I go back and forth on this, but today I figure the holiday is bigger than I am. It’s not really my right to succumb to cynicism and say to hell with the lights and the tree and the travel and the shopping. I figure Christmas has lasted this long because guys like me see a little bit of ourselves in Ebenezer Scrooge, and each year take small steps to minimize the resemblance.
So this weekend I’ll again be up on the ladder, cursing lights that in 12 months have become a Gordian knot. I’ll be setting out luminaria, as is the custom in my neighborhood, and cursing the candles that won’t stay lit –also a custom. I’ll wander dazedly through a discount store, trying to intuit the tastes and sizes and color preferences of those I count close.

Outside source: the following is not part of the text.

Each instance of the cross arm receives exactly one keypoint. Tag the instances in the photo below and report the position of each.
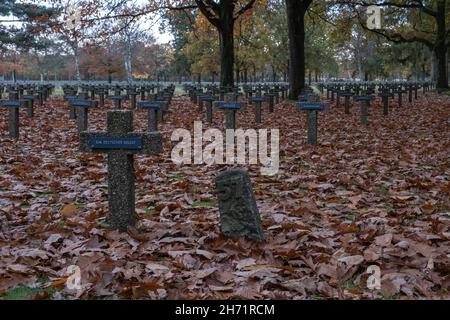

I’ll resist the urge to curse the crowds.
Yes, it’s a tremendous hassle and you wonder if it’s worth it. An Old Navy sweater can’t perfectly express what someone means to you, but it’s better than a gift card, and a whole lot better than nothing. My holiday lighting may tend toward the austere, but when families drive by at night, the house won’t be dark. I am prone to introspection, but I guarantee I won’t be passing up any party invitations.
You lose a lot over the decades. You don’t want to lose your traditions. December’s a dark month, a cold season. Christmas is the crackling fire, and only a foolish man would foreswear the wood to keep it going.